When will you finally have enough of it?
Sincerely,
DBB.
Shane Waldron has been relieved of his duties and offensive passing game coordinator Thomas Brown has been promoted to offensive coordinator.https://t.co/KVd0Innr3d
— Chicago Bears (@ChicagoBears) November 12, 2024
Mark and James, both in their early 70s, sit in the same barstools they’ve occupied on football Sundays for thirty plus years. In this bar they talk to no one but each other and the bartender, a lanky fella that knows when one Miller High Life is empty, another should take its place.
Mark: Did it matter?
James: Did what matter?
Mark: What happened there, did it matter?

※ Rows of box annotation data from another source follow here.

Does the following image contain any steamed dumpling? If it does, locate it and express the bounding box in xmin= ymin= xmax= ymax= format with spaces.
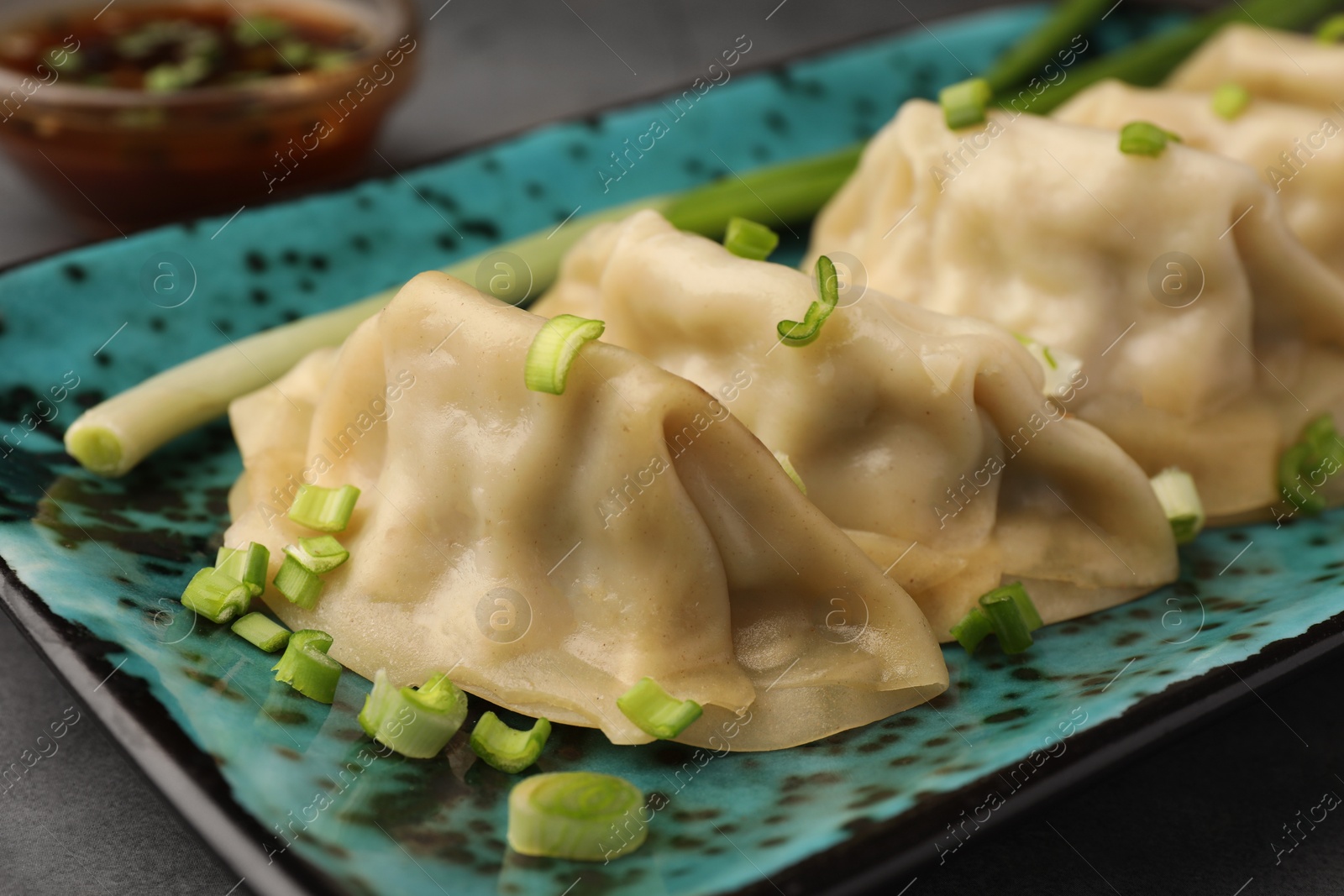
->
xmin=1055 ymin=81 xmax=1344 ymax=274
xmin=811 ymin=101 xmax=1344 ymax=520
xmin=224 ymin=273 xmax=948 ymax=750
xmin=1167 ymin=23 xmax=1344 ymax=114
xmin=536 ymin=212 xmax=1176 ymax=639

James: Everything matters.
Mark: Sure, everything matters, in the existential sense, everything matters, but does everything really matter?
James: I guess that’s a question of perspective, isn’t it?
Mark: Is it?
James: I think so.
Mark: Explain.
James: A man walks into a dark alleyway in the middle of the night. He sees a figure lurking in the shadows behind him.
Mark: Eerie.
James: Right?
Mark: Go on.
James. Thank you. (Beat) He sees this figure and knows he has no choice but physical altercation. This figure is set on menace, and diplomacy won’t dissolve the situation.

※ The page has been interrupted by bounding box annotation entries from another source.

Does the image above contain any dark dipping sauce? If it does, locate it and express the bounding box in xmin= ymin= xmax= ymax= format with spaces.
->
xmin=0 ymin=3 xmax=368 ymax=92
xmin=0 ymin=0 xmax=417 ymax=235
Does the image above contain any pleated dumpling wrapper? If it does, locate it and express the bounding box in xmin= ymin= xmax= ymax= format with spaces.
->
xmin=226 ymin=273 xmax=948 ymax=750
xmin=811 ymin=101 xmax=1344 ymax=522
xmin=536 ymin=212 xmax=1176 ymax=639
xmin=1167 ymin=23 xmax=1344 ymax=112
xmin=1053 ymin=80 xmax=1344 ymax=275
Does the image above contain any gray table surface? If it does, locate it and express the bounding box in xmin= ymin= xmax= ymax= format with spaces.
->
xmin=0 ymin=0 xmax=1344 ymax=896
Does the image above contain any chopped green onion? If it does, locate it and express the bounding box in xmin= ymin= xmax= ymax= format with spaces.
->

Mark: He has to fight the figure.
James: He does.
Mark: Does he?
James: He does!
Mark: Okay.
James: The figure emerges.
Mark: I’m frightened.
James: Fuck off.
Mark: Go on.
James. Thank you. (Beat) The figure emerges and it’s a drunken bum. Down on his luck, stinky hobo, hoping to rip this guy off for a few bucks so he can get a 40 of Old English from the corner. Man gives him a shove. Bum falls down. Situation handled.

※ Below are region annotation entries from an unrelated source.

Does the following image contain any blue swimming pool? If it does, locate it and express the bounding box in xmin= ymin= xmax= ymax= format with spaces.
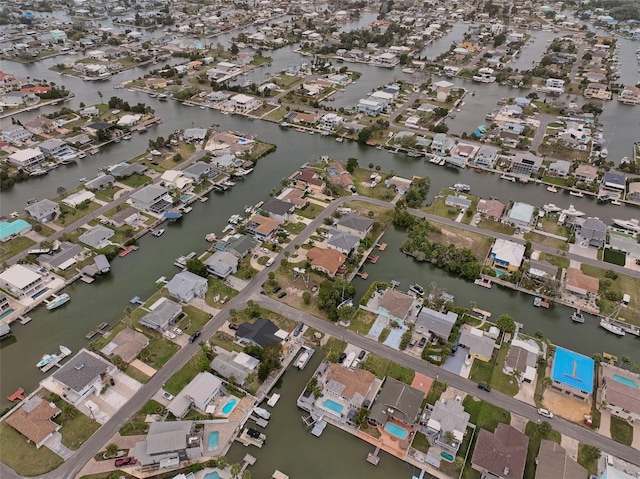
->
xmin=384 ymin=422 xmax=409 ymax=439
xmin=611 ymin=374 xmax=638 ymax=389
xmin=207 ymin=431 xmax=220 ymax=452
xmin=222 ymin=398 xmax=238 ymax=414
xmin=322 ymin=399 xmax=344 ymax=414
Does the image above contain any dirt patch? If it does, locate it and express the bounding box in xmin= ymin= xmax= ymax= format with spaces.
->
xmin=544 ymin=390 xmax=591 ymax=423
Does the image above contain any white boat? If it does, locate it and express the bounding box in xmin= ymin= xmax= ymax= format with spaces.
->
xmin=36 ymin=354 xmax=58 ymax=368
xmin=47 ymin=293 xmax=71 ymax=311
xmin=600 ymin=319 xmax=625 ymax=336
xmin=253 ymin=407 xmax=271 ymax=421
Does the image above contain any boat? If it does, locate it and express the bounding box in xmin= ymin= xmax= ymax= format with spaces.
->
xmin=253 ymin=407 xmax=271 ymax=421
xmin=47 ymin=293 xmax=71 ymax=311
xmin=600 ymin=318 xmax=625 ymax=336
xmin=409 ymin=283 xmax=424 ymax=296
xmin=36 ymin=354 xmax=58 ymax=368
xmin=571 ymin=309 xmax=584 ymax=323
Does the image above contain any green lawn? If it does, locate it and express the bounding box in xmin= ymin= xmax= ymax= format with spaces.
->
xmin=0 ymin=422 xmax=64 ymax=476
xmin=610 ymin=416 xmax=633 ymax=446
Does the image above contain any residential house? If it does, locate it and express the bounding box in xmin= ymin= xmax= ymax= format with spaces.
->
xmin=369 ymin=376 xmax=424 ymax=426
xmin=204 ymin=251 xmax=238 ymax=279
xmin=5 ymin=395 xmax=62 ymax=449
xmin=140 ymin=297 xmax=182 ymax=331
xmin=490 ymin=238 xmax=525 ymax=273
xmin=414 ymin=307 xmax=458 ymax=341
xmin=550 ymin=346 xmax=595 ymax=402
xmin=167 ymin=372 xmax=222 ymax=418
xmin=78 ymin=225 xmax=115 ymax=249
xmin=211 ymin=351 xmax=260 ymax=385
xmin=167 ymin=271 xmax=209 ymax=303
xmin=535 ymin=439 xmax=584 ymax=479
xmin=471 ymin=423 xmax=529 ymax=479
xmin=48 ymin=348 xmax=117 ymax=406
xmin=25 ymin=199 xmax=60 ymax=223
xmin=307 ymin=246 xmax=347 ymax=278
xmin=236 ymin=318 xmax=289 ymax=348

Mark: Not very impressive.
James. No, it’s not.
Chicago Bears 16, New England Patriots 13
I.
Always.
Like.
THE.
Chicago.
Bears.
I used to write an awful lot about football around here, but that was at a time when there were fewer people saturating the market (with mostly boring material). Now I write about Sidney Lumet, and one-act game reactions. Why? Because no one else does that. And if this isn’t going to make me rich, it’s certainly going to make me smile.
Since the fall of 2000, I have missed one Bears game. 24 years. One game. I was in Ireland and spent more than an hour at a pay phone, as my buddy Josh relayed to me the play-by-play of a Bears victory over the Vikings in 2005. I’ve been late to a grandfather’s funeral. I’ve watched the Bears from a Paris hotel in the middle of the night. If they’re playing, I’m watching, and it’s been that way for two and a half decades.
This Sunday, at the Jacob Burns Film Center in Pleasantville, NY, I’ll be presenting one of my favorite films, the 1957 classic Sweet Smell of Success. It will start at 11 AM, with my introduction, followed by a twenty-minute lecture by yours truly and a Q&A. I won’t be leaving the theater until around 2 PM. There is a bar in Pleasantville that will be showing the Bears v. Patriots, and honestly, I will more than likely hustle over there for the end of Q2 and second half. But why I will do that is becoming something of a mystery.
I was so excited about this team a few weeks ago that I went to Washington D.C. to see them. Now, I’m not despondent or dejected. I’m apathetic. I’ve seen this story before, many times. It’s still boring. You want me to use this space to talk about New England’s turnover differential or third-down conversion percentage? You want me to pick three Bears under pressure? Why? You want me to keep a window on my phone open during the Q&A and double-time it to Foley’s on Sunday? I may do that! But it’ll be more instinct than excitement.
I’ll make a prediction tomorrow, and I’ll probably predict the Bears to win. But honestly, it’s more interesting if they lose! If they lose, there’s something to write about Monday morning, something to talk about. Clearly this structure is not working and it’s not going to work. Something has to change. But this is the Chicago Bears. Something always has to change.
Sunday, at least for me, will be a change.
It is a season drifting away. Again.